So it all works out for the executives, who will have moved to Aruba to get away from all those coughing peasants.
Dave
Oh well. Look…when people write books about bad voting choices and use your state in the title, it’s hard to gin up sympathy for Kansas. These people continuously vote these jackals into office. Why should I feel bad?
Origuy
@PurpleGirl:
That person was laid off years ago and her salary rolled into the CEO’s.
Kola Noscopy
As a native Kansan who, thankfully, has lived far away from that hell hole for more than 15 years, let me quickly interject that at least we always have Oklahoma just to the south to make us look sane and liberal.
My current theory is that contaminated water, polluted by inbred hog farmers and corn holers, I mean growers, in Nebraska, flows south thru Kansas in the rivers and rots the brains of the inhabitants on its way to Oklahoma where it is likely regarded as pure and crystaline, and bottled for consumption.

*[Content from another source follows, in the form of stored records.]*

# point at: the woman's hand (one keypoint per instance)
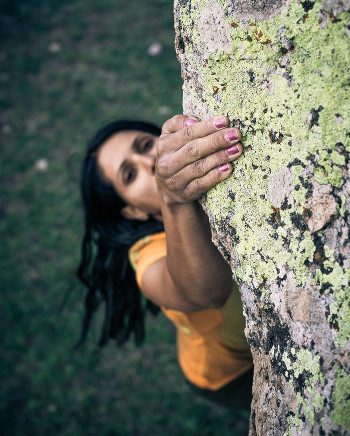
(192, 156)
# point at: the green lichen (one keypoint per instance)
(257, 99)
(342, 209)
(285, 84)
(341, 397)
(304, 363)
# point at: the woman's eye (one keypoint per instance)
(130, 175)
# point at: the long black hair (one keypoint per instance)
(105, 269)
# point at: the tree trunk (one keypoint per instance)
(280, 70)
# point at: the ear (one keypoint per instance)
(133, 213)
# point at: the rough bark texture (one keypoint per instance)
(280, 70)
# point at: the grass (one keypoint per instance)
(66, 68)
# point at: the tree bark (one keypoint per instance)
(280, 70)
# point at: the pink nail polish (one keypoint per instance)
(220, 122)
(231, 135)
(189, 122)
(232, 150)
(223, 168)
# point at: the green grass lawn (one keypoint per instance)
(66, 68)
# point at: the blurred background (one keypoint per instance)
(67, 68)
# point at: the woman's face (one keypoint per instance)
(127, 161)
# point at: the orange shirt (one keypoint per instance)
(212, 348)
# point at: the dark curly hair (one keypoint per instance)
(105, 269)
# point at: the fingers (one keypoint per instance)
(203, 184)
(199, 168)
(177, 123)
(225, 139)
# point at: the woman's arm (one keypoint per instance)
(190, 161)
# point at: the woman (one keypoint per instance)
(137, 183)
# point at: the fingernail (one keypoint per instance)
(232, 150)
(223, 168)
(189, 122)
(231, 135)
(220, 122)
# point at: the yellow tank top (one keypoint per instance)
(212, 348)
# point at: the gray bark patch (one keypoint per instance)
(337, 6)
(280, 187)
(214, 30)
(256, 9)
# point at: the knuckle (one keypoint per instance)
(188, 132)
(187, 194)
(173, 183)
(163, 166)
(199, 167)
(218, 141)
(193, 149)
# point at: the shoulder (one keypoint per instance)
(145, 252)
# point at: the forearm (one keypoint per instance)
(197, 269)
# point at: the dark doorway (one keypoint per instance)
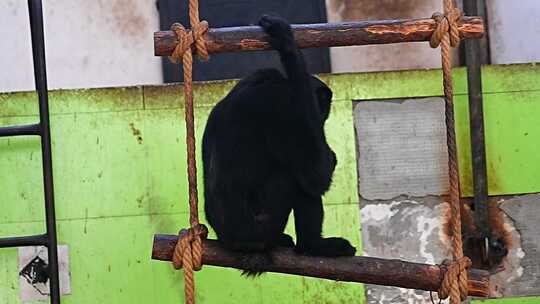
(222, 13)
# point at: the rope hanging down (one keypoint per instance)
(188, 250)
(447, 35)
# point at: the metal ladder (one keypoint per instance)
(41, 129)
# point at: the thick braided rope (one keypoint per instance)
(188, 250)
(454, 283)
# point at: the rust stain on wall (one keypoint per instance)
(136, 132)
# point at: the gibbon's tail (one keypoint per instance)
(255, 264)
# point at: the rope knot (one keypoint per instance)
(188, 38)
(447, 23)
(188, 250)
(455, 281)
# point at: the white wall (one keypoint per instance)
(514, 28)
(88, 44)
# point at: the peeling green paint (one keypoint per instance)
(120, 177)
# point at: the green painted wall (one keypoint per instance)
(120, 177)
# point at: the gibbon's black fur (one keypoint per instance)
(265, 154)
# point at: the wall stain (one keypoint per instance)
(127, 18)
(351, 10)
(136, 132)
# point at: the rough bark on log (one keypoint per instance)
(350, 269)
(252, 38)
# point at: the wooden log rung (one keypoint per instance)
(350, 269)
(252, 38)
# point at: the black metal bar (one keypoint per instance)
(22, 241)
(476, 116)
(40, 75)
(480, 9)
(20, 130)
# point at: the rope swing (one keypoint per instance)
(188, 249)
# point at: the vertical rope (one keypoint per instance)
(447, 35)
(188, 250)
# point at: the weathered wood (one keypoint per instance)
(350, 269)
(252, 38)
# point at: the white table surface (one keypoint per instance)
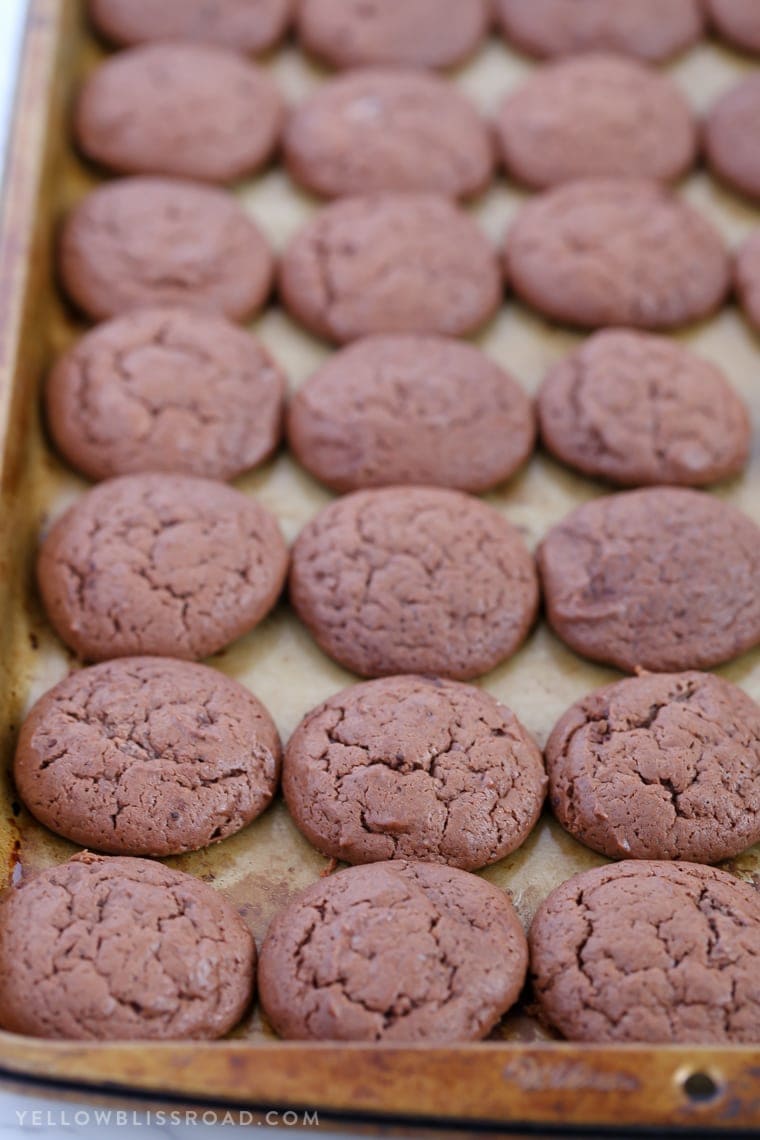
(39, 1115)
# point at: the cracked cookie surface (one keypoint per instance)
(736, 21)
(414, 767)
(663, 579)
(414, 579)
(121, 949)
(415, 33)
(147, 756)
(139, 242)
(595, 116)
(165, 390)
(246, 25)
(646, 29)
(617, 252)
(169, 566)
(397, 951)
(660, 766)
(390, 263)
(636, 408)
(651, 952)
(730, 137)
(410, 409)
(384, 129)
(185, 110)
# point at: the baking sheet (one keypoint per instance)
(262, 866)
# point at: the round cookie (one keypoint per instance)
(732, 140)
(660, 766)
(410, 409)
(246, 25)
(169, 566)
(390, 263)
(736, 21)
(662, 579)
(598, 115)
(121, 950)
(414, 579)
(636, 408)
(617, 252)
(383, 129)
(140, 242)
(414, 767)
(645, 29)
(394, 952)
(650, 952)
(165, 390)
(147, 756)
(415, 33)
(186, 110)
(746, 278)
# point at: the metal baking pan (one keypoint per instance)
(521, 1076)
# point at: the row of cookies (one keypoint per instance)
(198, 112)
(590, 253)
(402, 579)
(433, 33)
(186, 392)
(397, 951)
(145, 542)
(152, 756)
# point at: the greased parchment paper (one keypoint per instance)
(263, 865)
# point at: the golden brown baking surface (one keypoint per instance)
(262, 866)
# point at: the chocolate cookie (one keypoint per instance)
(246, 25)
(414, 579)
(390, 263)
(651, 952)
(595, 116)
(414, 767)
(156, 241)
(393, 952)
(615, 252)
(418, 33)
(410, 409)
(736, 21)
(187, 110)
(663, 578)
(375, 130)
(119, 950)
(160, 564)
(165, 390)
(147, 756)
(660, 766)
(637, 408)
(746, 277)
(646, 29)
(732, 139)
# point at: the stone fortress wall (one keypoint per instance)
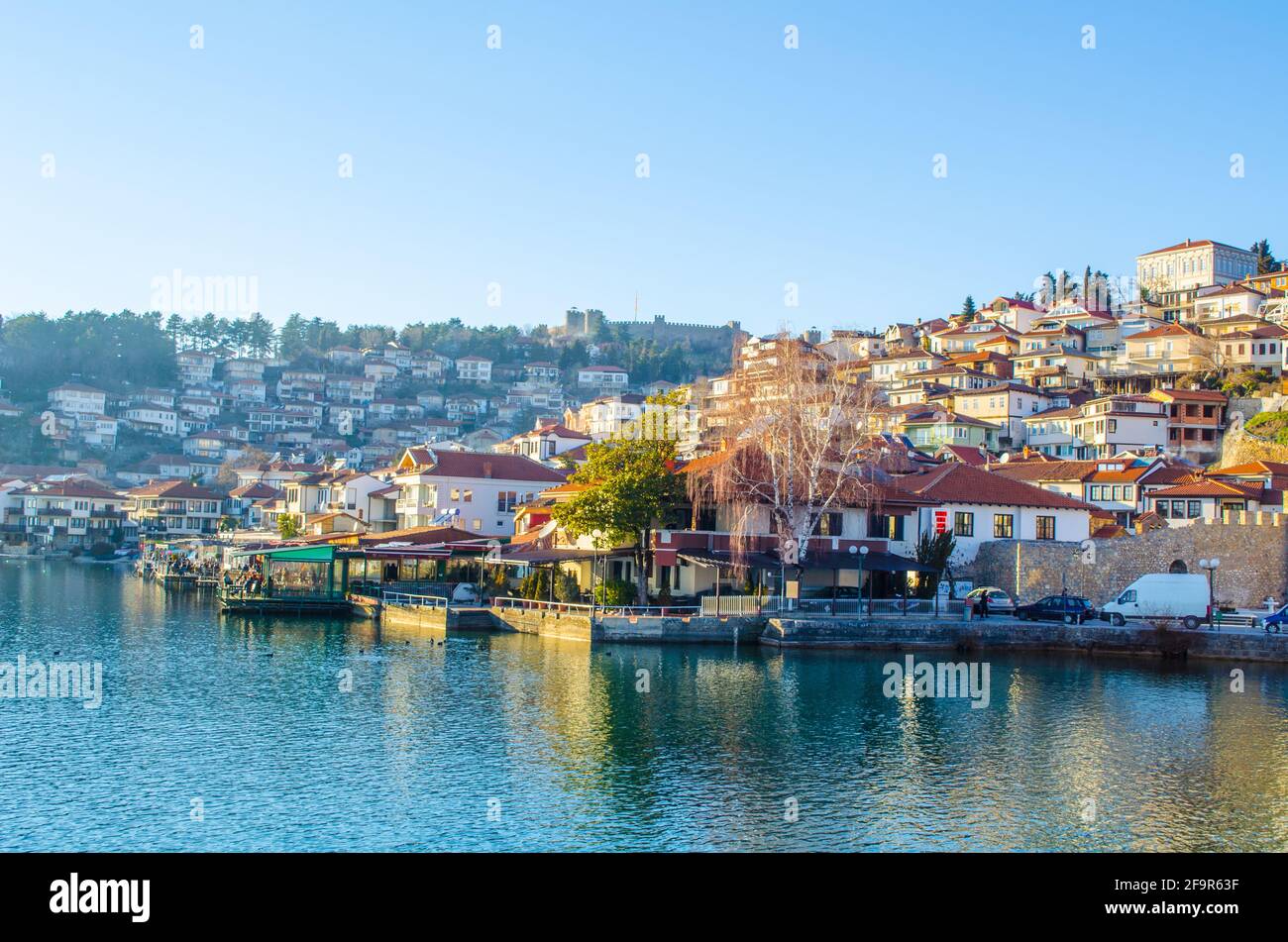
(1250, 546)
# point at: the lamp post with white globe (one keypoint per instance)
(593, 546)
(863, 556)
(1210, 565)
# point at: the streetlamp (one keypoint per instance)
(593, 542)
(863, 555)
(1210, 565)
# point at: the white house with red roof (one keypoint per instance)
(67, 514)
(475, 369)
(1013, 313)
(603, 377)
(544, 442)
(978, 506)
(476, 490)
(174, 508)
(77, 399)
(966, 338)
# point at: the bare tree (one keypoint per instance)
(798, 442)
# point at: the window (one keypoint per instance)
(828, 524)
(888, 527)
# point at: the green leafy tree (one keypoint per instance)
(934, 550)
(632, 489)
(288, 527)
(1266, 261)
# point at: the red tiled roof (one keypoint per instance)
(1252, 468)
(257, 490)
(178, 489)
(1196, 394)
(1164, 331)
(78, 486)
(420, 536)
(1212, 488)
(1044, 470)
(957, 482)
(1193, 244)
(483, 465)
(964, 453)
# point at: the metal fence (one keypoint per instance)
(738, 605)
(415, 601)
(542, 605)
(851, 607)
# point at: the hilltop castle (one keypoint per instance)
(587, 323)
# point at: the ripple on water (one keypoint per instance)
(519, 743)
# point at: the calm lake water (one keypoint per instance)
(492, 741)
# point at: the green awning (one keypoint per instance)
(295, 554)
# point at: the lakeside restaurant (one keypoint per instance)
(331, 575)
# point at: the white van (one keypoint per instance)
(1162, 596)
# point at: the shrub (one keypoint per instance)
(614, 592)
(536, 584)
(567, 588)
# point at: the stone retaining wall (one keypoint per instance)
(550, 623)
(696, 629)
(413, 616)
(970, 636)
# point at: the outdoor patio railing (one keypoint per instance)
(541, 605)
(851, 606)
(415, 601)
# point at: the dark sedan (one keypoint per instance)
(1068, 609)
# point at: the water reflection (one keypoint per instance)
(346, 735)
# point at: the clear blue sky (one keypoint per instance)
(516, 166)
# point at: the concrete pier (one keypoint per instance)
(883, 633)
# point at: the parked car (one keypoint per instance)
(1068, 609)
(1162, 596)
(1000, 601)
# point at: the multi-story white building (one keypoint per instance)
(77, 399)
(196, 366)
(72, 512)
(603, 377)
(1111, 425)
(1006, 405)
(978, 506)
(174, 508)
(475, 490)
(475, 369)
(153, 420)
(1173, 275)
(351, 389)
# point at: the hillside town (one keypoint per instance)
(1077, 411)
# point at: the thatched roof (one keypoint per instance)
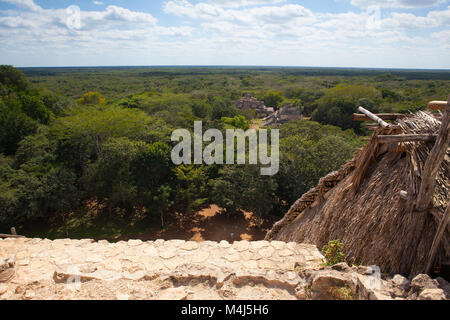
(361, 205)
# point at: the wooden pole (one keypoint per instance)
(373, 117)
(435, 158)
(405, 138)
(437, 239)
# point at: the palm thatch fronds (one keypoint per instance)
(361, 204)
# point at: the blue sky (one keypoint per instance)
(334, 33)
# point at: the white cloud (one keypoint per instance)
(243, 3)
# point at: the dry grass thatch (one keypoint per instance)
(361, 205)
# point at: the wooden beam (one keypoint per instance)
(406, 138)
(437, 239)
(384, 116)
(437, 105)
(373, 117)
(435, 158)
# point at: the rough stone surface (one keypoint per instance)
(422, 282)
(135, 270)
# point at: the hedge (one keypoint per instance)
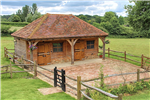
(21, 24)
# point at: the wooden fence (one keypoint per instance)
(19, 61)
(143, 62)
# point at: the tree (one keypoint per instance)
(29, 18)
(16, 18)
(19, 13)
(11, 17)
(98, 19)
(25, 12)
(139, 16)
(34, 8)
(108, 26)
(116, 26)
(121, 20)
(36, 15)
(109, 15)
(83, 17)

Also, too: Lawrence, wherein resides my alma mater the University of Kansas, is a wonderfully liberal town full of artists and other creative types as well as a kick ass college basketball program (Go Jayhawks!). The county regularly votes blue.
Barry
@Jerzy Russian: “Have I ever mentioned that I am a liberal and I am against people cutting off their own peckers?”
I’m a liberal, and I’d never jump off a cliff. Or set myself on fire. Or donate all my worldly goods to liberal causes.
les
I think, after 2010, we Kansans (oh dog how that hurts) quite possibly created the absolute worst set of national and state office holders anywhere in the US. It’s unbefuckinglievable, and we’re so fucked nobody even bitches about it. Governor godbotherer shit canned the state arts council, costing more in lost Fed. dollars than it saved; our Atty. Gen. is the author of Ariz. and other anti-immigrant stats; our junior Senator ran proudly on his record as a Rep., said record being that he did nothing and opposed everything through two wars and a massive economic collapse. And its turtles all the way down.
Pococurante
The EPA should start an advertising blitz on all the stillborn/miscarried fetuses that will now survive long enough to be born and thus achieve anti-life status.
Matt Mangels
“I closed my eyes…But I couldn’t tell because it was dark anyway…Dust in the wind”
RalfW
About 3/4ths of the state of Kansas (full disclosure, I have three lovely cousins who live there) needs to go to Al-Anon.
They are living with a seriously dronk-on-power GOP daddy, he’s out there blowing the family budget on useless and dangerous things, they’re being taken advantage of, and they barely even know it, much less have a sense that they can get out of it…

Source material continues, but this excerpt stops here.